Research in the Nair lab focuses on understanding the basis for regulation of bacteria by small molecule natural products. Our laboratory uses classical biochemical and microbiological techniques, in combination with biophysical methods (in particular X-ray crystallography) to decipher how microbes utilize small molecules to establish ecological niches, and combat against the colonization of antagonistic species that may compete for limited resources. This research focus is predicated upon the notion that knowledge of such interactions drives the discovery and development of natural products that can be used to combat the growth of pathogenic bacteria.

Ribosomally synthesized peptide antibiotics: A main research focus in our laboratory is on biosynthetic enzymes that modify ribosomally encoded peptides to yield macrocyclic natural products. We are specifically focused on understanding the mechanism for the synthesis of two classes of such compounds: lantibiotics and cyanobactins. For both classes of natural products, the genetic nature of the precursor and the modular architecture of the modification/processing enzymes may be exploited to yield novel molecules with improved therapeutic applications. Our work on lantibiotics, in collaboration with the van der Donk laboratory (Chemistry: UIUC), has been aimed at characterization of several enzymes involved in biosynthesis. Our work on cyanobactin, in collaboration with Eric Schmidt (Medicinal Chemistry: Utah) focuses on structure-function characterization of enzymatic pathways for the production of these heterocyclized macrocyclic marine natural products.

Phosphonate biosynthesis and engineering: We are members of the Mining Microbial Genomes theme within the Institute of Genomic Biology (van Der Donk: Chemistry, Metcalf: Microbiology and Zhao: Chemical Engineering). In collaboration with the members of this theme, we are focused on characterization of enzymes involved in the biosynthesis of phosphonate antibiotics, with the aim of using the structural data to reprogram these enzymes to produce novel compounds.

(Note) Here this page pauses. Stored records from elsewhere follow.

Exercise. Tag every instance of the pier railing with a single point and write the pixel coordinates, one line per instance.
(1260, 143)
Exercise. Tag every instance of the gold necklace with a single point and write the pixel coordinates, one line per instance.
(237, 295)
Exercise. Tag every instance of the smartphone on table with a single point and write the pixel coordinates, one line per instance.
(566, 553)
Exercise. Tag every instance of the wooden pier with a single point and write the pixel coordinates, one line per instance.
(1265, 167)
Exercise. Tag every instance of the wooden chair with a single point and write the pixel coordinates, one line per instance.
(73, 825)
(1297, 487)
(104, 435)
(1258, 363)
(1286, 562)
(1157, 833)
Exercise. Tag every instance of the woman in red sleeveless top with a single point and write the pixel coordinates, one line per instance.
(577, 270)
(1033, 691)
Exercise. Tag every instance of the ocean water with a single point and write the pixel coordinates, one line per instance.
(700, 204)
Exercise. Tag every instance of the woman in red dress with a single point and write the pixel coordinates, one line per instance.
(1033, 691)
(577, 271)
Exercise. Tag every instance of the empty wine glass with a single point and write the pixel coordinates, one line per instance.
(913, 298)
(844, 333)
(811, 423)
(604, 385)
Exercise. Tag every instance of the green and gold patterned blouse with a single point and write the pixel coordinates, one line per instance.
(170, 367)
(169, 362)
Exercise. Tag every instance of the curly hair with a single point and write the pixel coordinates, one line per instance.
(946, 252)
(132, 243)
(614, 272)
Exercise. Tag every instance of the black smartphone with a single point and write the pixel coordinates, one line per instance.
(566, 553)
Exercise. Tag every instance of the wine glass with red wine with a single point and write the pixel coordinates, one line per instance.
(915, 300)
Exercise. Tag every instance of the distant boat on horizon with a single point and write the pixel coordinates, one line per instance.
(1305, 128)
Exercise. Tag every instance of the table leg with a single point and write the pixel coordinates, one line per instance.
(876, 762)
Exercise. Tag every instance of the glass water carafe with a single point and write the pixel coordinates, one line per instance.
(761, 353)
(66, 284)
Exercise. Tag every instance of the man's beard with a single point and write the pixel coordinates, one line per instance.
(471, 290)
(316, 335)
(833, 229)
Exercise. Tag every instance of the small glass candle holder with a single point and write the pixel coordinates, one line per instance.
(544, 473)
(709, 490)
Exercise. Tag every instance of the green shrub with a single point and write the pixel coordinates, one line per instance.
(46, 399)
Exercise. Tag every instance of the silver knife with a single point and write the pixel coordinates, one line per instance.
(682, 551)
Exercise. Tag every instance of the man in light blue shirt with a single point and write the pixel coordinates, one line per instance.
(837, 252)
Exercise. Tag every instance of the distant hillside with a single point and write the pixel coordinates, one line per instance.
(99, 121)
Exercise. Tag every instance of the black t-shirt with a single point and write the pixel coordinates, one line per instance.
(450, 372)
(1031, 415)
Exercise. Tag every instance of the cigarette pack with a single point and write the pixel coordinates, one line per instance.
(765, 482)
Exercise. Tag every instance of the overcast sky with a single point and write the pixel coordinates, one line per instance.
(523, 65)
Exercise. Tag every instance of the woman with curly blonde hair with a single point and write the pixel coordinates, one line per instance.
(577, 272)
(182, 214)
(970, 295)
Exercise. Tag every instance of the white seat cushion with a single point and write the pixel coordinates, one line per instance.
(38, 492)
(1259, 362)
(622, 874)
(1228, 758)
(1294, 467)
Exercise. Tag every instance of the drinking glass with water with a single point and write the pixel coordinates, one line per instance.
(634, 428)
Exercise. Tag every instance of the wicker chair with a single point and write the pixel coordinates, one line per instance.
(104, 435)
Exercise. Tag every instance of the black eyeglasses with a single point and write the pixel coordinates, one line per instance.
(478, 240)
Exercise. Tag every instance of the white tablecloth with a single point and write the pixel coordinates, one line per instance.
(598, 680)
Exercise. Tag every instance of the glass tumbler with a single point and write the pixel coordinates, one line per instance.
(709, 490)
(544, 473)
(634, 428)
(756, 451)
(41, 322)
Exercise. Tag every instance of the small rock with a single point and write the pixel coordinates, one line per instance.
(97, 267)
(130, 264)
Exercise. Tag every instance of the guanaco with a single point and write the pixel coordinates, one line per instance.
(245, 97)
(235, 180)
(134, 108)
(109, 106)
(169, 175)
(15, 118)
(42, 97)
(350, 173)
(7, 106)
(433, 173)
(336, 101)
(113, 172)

Bacterial inter- and intracellular communication: Bacteria can utilize small molecules as signals and we are focusing on elucidating the mechanisms underlying this process. In quorum sensing, bacteria coordinate population growth by utilizing small molecule inducers (typically acylhomoserine lactones). When the population density exceeds some threshold, these autoinducers bind to their cognate receptor and activate the transcription of various genes. A second class of inter-cellular communication is predicated upon the action of a diffusible signal factors that are chemically distinct from quorum sensing autoinducers. These classes of compounds activate the production or degradation of a second messenger, cyclic diguanylate (or cyclic di-GMP) that act as downstream effectors for various signaling pathways. In theory, as each of these pathways are regulated by small molecules, they represent ideal targets for therapeutic intervention against bacterial growth.